Quand Al pose sur l’adolescent son regard vert, elle découvre un visage radieux, avide d’aventures toutes plus rocambolesques les unes que les autres. Comme si chaque histoire qu’on lui racontait lui permettait de rêver à ce que serait son avenir. Le vieil homme se tourne vers le jeune Jesse qui semble être son protégé malgré son manque apparent de politesse et sa curiosité intarissable. Après une petite réflexion, il se décide à raconter leur rencontre :
-"Ah... Emerson... Nous avons été Texas Ranger ensemble...
-Pardon... Monsieur Hunter... Là, j’ai vraiment un doute... Nous parlons bien de la même personne ? Parce qu’il ne me semble pas que le métier de Texas Ranger lui corresponde...", ne peut s’empêcher d’interrompre Al.
Teaspoon, un oeil à moitié fermé, se retourne vers la jeune femme qu’il a enfin réussi à faire sortir de ses pensées. Le sujet semble tout à coup la passionner à voir la lueur qui brille au fond de ses yeux. Il reprend donc :
-"Je peux vous assurez que nous avons travaillé ensemble pendant près d’un an...
-Emerson sait vraiment se servir d’une arme ?", demande-t-elle alors sceptique.
-"Et mieux que la plupart des personnes vantardes que j’ai croisées...
-Je suis vraiment étonnée... Je ne le vois pas du tout porter un revolver...
-Ma chère Alyssa… Il faut que vous sachiez que votre employeur a enduré des épreuves qui lui ont fait raccrocher les armes...
-Je ne suis pas sûre que cette histoire me regarde, mais je serais tout de même assez intéressée pour l’entendre..."
Finalement la curiosité du petit Jesse a aiguisé celle de Al qui espère pouvoir comprendre davantage son patron grâce aux explications de son vieil ami. Ce dernier, conscient que son rôle n’est pas d’exposer la vie passée de son camarade à son employée, se contente de répondre :
-"Non, effectivement, cette histoire ne vous regarde pas… Tout ce que je peux vous dire, c’est que c’est quelqu’un de très droit et qui a toujours fait son travail du mieux qu’il a pu...

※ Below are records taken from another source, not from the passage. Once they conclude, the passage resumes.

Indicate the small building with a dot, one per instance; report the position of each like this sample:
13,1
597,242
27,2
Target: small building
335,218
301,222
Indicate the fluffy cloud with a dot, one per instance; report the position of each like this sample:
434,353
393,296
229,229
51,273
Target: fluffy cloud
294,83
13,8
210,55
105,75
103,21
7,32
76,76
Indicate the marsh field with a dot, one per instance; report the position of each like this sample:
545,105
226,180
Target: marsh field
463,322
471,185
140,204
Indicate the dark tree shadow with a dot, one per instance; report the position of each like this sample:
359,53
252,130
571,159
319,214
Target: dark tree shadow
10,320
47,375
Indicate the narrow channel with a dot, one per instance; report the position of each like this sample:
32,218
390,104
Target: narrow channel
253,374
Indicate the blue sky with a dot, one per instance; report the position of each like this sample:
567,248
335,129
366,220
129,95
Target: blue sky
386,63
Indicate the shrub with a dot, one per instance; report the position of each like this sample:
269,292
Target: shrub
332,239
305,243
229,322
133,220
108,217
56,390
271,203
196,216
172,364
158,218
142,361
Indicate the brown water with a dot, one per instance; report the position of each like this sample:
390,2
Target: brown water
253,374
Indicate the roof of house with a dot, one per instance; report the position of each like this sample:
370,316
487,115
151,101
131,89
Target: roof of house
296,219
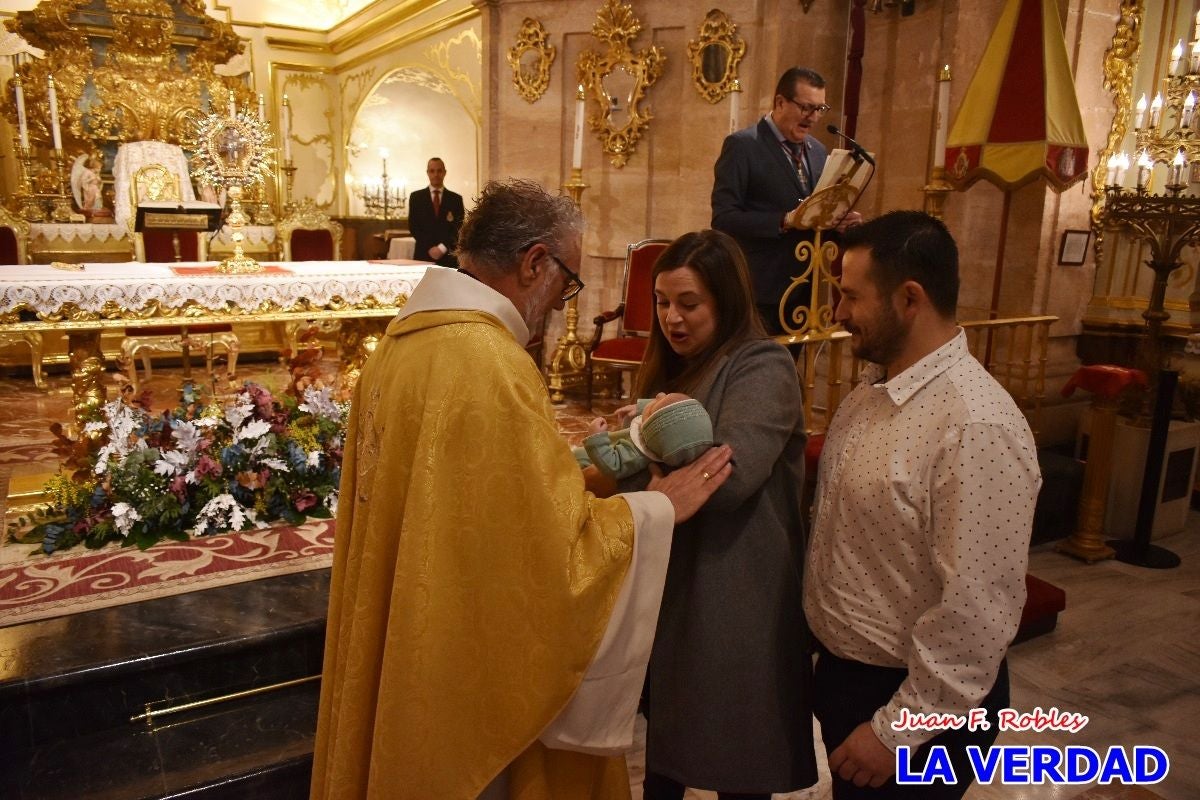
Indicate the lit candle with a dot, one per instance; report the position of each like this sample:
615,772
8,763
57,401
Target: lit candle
735,95
54,116
943,113
1144,166
22,125
1122,167
286,128
580,110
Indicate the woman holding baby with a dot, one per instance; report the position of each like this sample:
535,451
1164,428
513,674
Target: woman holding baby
727,686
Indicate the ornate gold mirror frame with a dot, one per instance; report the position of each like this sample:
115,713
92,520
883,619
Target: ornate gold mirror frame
715,56
635,72
531,59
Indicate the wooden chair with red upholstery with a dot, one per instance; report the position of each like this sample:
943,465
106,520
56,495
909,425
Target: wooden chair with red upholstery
635,313
307,234
13,251
157,184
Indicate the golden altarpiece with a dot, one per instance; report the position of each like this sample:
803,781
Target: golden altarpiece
124,71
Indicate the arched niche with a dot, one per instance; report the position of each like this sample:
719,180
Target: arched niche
415,115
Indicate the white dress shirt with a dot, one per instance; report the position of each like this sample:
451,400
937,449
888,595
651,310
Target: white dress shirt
921,531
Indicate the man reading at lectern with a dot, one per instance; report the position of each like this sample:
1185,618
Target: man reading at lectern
762,174
435,216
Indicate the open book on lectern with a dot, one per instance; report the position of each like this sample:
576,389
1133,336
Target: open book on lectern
841,181
175,215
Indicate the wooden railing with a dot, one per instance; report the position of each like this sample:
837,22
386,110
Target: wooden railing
1013,350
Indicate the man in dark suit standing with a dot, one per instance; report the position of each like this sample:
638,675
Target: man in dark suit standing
435,216
761,176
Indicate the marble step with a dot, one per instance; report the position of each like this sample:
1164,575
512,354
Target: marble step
69,687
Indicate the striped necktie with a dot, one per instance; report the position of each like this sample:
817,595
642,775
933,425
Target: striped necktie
802,172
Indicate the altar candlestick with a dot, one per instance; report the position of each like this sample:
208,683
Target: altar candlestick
286,128
55,133
943,113
22,125
1110,174
735,102
580,110
1122,167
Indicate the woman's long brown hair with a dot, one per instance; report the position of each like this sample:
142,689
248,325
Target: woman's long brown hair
720,265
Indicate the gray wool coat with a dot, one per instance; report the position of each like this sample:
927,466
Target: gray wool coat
730,674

-J’ai vraiment du mal à l’imaginer habillé autrement qu’en costume et portant un revolver... Il a vraiment changé de vie dans ce cas..."

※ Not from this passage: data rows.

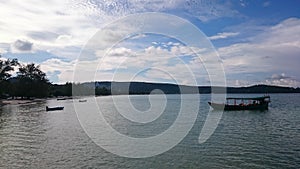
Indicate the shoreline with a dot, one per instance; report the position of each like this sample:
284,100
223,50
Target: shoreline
4,102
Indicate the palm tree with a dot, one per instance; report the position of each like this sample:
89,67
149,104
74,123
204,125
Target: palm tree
32,82
6,66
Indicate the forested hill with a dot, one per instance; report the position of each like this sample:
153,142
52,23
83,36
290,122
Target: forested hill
146,88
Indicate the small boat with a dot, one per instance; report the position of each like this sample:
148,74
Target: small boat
234,103
54,108
61,98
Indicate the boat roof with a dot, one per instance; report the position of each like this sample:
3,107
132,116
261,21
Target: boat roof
247,98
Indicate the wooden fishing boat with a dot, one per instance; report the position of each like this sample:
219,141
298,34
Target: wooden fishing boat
54,108
235,103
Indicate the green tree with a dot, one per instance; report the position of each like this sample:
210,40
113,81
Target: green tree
31,81
6,66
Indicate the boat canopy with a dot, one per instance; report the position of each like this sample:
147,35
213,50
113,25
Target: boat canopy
248,98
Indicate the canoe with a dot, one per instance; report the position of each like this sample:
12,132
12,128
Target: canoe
54,108
254,103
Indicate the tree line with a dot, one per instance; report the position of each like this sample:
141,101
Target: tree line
29,81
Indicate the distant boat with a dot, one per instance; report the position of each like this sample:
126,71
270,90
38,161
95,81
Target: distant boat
61,99
255,103
54,108
83,100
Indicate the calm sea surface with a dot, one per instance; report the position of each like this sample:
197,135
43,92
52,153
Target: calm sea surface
30,137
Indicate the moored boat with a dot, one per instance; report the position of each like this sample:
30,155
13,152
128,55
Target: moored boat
234,103
54,108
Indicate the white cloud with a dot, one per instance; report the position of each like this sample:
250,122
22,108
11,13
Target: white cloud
276,49
282,80
223,35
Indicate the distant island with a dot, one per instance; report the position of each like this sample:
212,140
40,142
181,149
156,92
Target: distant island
30,82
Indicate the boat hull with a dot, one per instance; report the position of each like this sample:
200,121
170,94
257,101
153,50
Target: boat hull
54,108
217,106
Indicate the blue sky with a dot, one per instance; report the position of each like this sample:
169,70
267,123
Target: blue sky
258,41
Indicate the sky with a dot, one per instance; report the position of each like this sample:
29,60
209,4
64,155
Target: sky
256,41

Alyssa voudrait en savoir plus, seulement le contremaître du relais n’est apparemment pas disposé à lui en apprendre davantage. Il semble même à la jeune femme que revenir sur cette partie de sa vie lui est désagréable. Le vieil homme semble tout à coup soucieux, voire triste en gardant un instant le regard fixé sur son assiette. Les deux amis ont dû vivre des moments difficiles pour que le simple fait d’en reparler le touche à ce point. Tout à coup, Teaspoon se tourne vers Jesse pour lui ordonner :
-"Tu as fini de manger ? Va donc aider les garçons dans ce cas...
-Mais Teaspoon...
-Ne discute pas Jesse !", intervient soudain Rachel restée à sa cuisine pendant toute la conversation.

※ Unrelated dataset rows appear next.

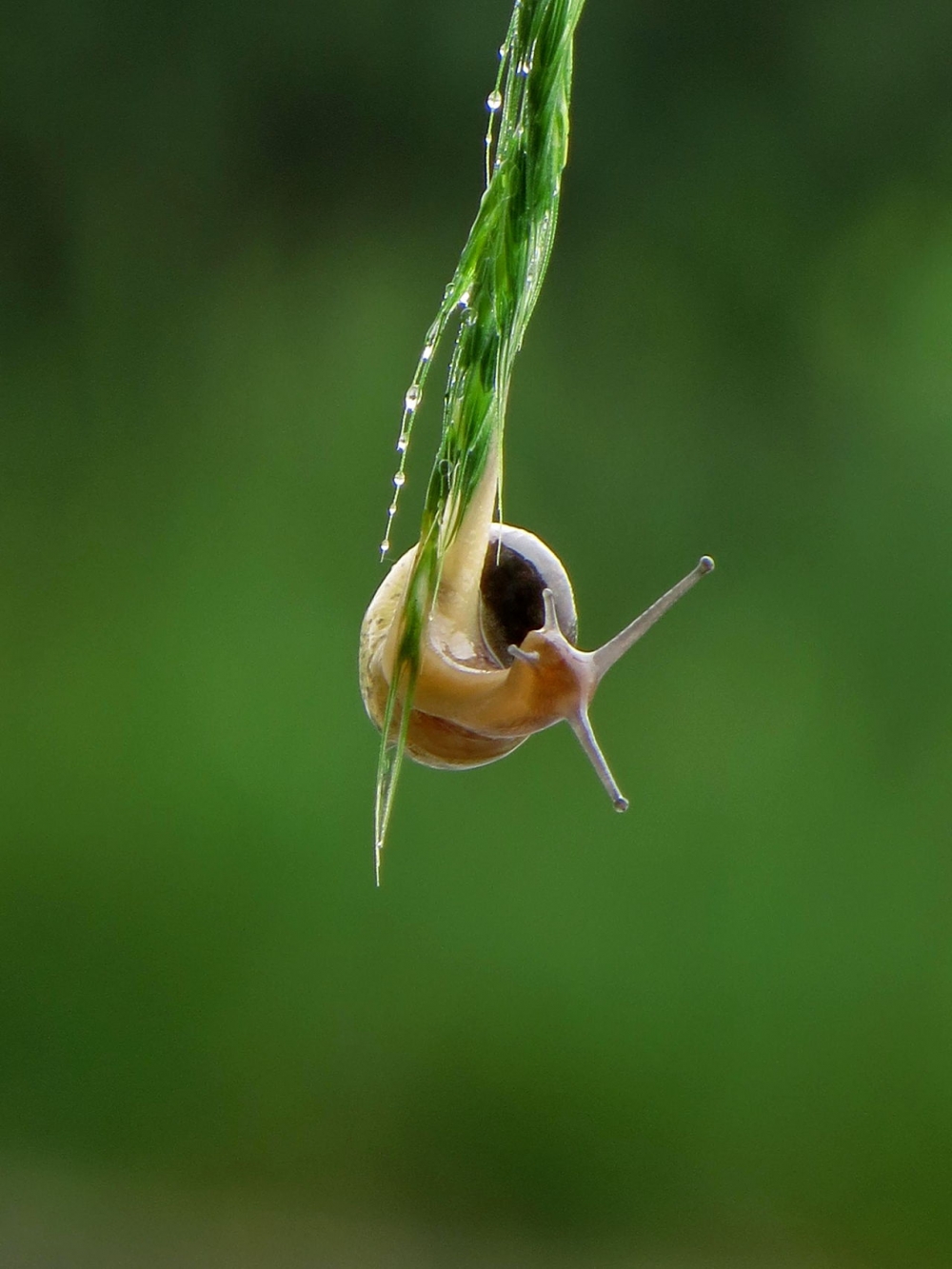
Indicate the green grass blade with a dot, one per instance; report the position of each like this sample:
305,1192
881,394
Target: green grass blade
491,296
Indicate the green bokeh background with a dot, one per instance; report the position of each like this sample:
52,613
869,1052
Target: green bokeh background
712,1032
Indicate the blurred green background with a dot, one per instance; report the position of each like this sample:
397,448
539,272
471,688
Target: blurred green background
712,1032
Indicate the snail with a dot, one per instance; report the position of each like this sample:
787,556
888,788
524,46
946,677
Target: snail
498,656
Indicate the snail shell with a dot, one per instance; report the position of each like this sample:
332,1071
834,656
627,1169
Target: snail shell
518,567
498,656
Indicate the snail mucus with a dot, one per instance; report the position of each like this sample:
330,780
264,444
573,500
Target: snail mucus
498,656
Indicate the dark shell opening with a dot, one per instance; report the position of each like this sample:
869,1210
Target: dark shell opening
517,570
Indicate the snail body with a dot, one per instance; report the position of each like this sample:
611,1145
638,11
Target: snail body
498,655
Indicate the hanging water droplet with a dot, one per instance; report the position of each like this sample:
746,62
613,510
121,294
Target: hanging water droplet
414,395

Une fois l’adolescent dehors, Teaspoon se redresse péniblement sur sa chaise pour reprendre :
-"Je sais ce que vous voulez savoir... Vous vous demandez comment un homme qui a vécu dans une bourgade perdue pendant des années pour faire respecter l’ordre peut du jour au lendemain se retrouver dans une grande ville à la tête d’un journal, enfermé entre les quatre murs de son bureau... Vous voulez certainement savoir ce qui l’a rendu si manipulateur avec toutes les personnes sur lesquelles il a une quelconque influence... Si froid et distant avec tout le monde, comme s’il s’interdisait de partager quoi que ce soit..."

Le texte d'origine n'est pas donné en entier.